Q. 1. I frequently hear the mention of Saint Jude among my Catholic friends. Does Saint Jude has a special role in the Catholic Church?
A. 1. First of all, it should be said that Jude is clearly distinguished from Judas Iscariot, another apostle and later the betrayer of Jesus. Both "Jude" and "Judas" are translations of the name ???da? in the Greek original New Testament, which in turn is a Greek variant of Judah (Y'hudah), a name which was common among Jews at the time. In most Bibles in languages other than English and French, Jude and Judas are referred to by the same name.
According to the New Testament, Jude was one of the Twelve Apostles of Jesus. He is generally identified with Thaddeus, and is also variously called Jude of James, Jude Thaddaeus, Judas Thaddaeus or Lebbaeus.
Reference to Saint Jude in found in the Gospel of Mark (3:18) and Matthew’s (10:3), where he is referred to as Thaddeus (a surname meaning “amiable or “loving”), possibly in part to distinguish him from Judas Iscariot, our Lord’s betrayer!
The Armenian Apostolic Church honors Thaddeus along with Saint Bartholomew as its patron saints. In the Roman Catholic Church, he is the patron saint of desperate cases and lost causes.
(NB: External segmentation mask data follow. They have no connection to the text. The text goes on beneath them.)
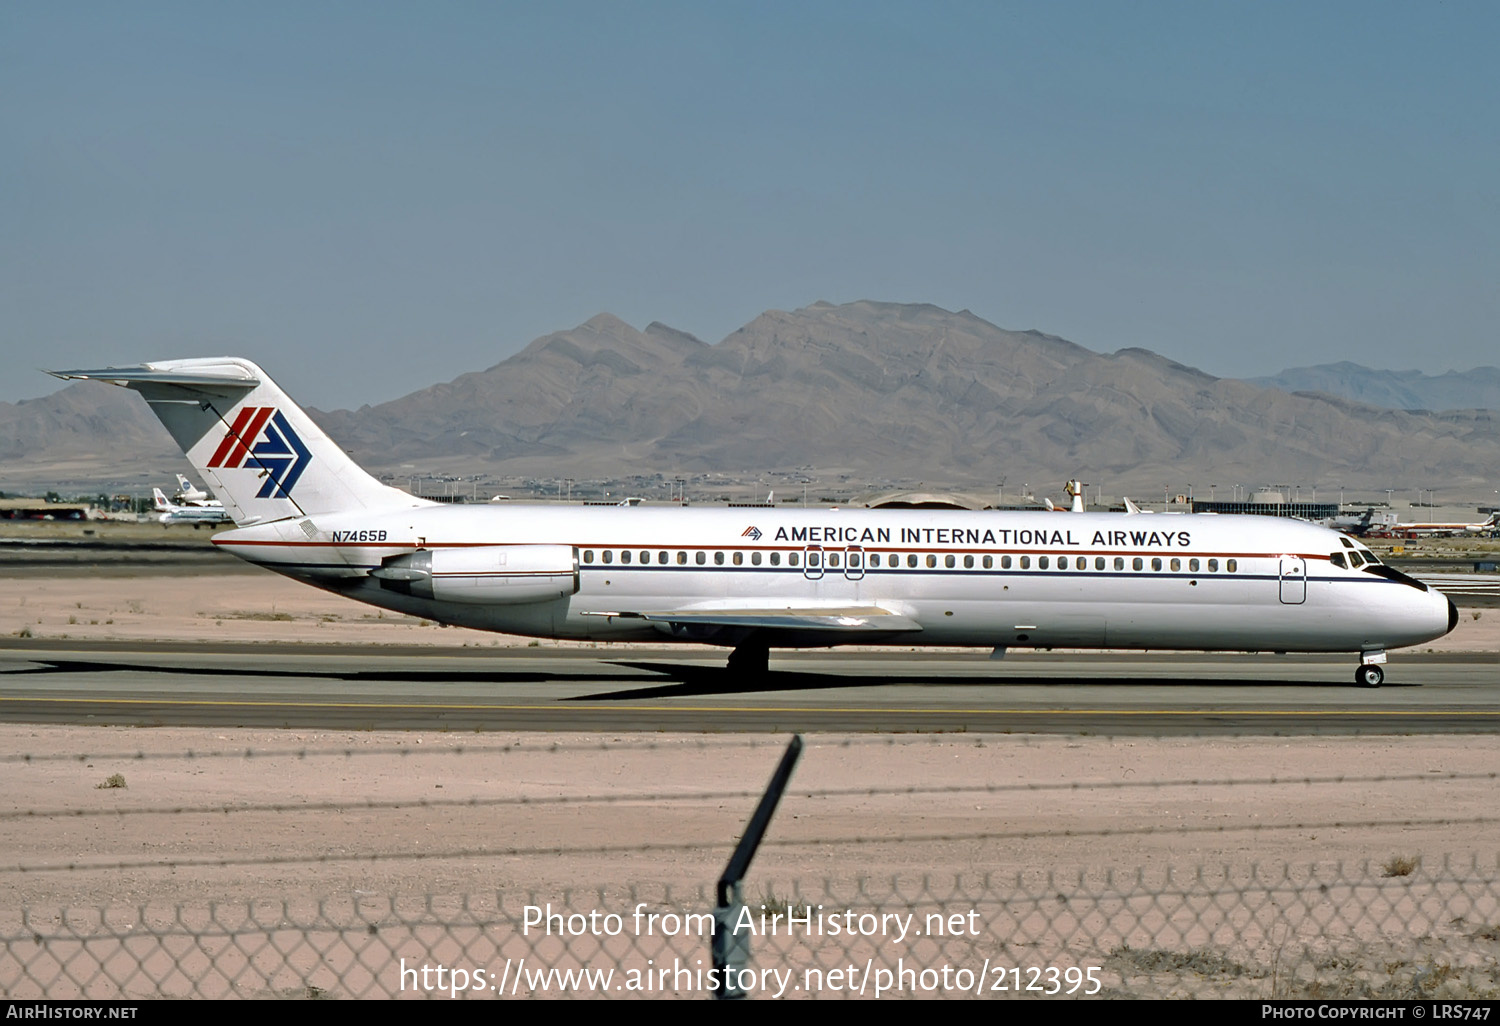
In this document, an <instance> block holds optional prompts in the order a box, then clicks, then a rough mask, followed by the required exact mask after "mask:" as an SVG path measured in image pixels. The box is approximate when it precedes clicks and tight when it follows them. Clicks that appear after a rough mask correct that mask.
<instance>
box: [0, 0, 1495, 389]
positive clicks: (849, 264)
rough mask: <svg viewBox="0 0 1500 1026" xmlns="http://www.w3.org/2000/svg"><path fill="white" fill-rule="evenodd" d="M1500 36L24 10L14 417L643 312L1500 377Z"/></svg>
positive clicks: (488, 360) (879, 15) (1438, 7)
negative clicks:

He is also often shown in icons with a flame around his head. This represents his presence at Pentecost, when he received the Holy Spirit with the other apostles. Another common attribute is Jude holding an image of Jesus Christ, in the image of Edessa. In some instances, he may be shown with a scroll or a book (the Epistle of Jude) or holding a carpenter's rule.
St. Jude is said to have preached the gospel in such regions as Judea, Samaria, Libya, and Mesopotamia, before suffering martyrdom in Armenia, which was then part of Persia.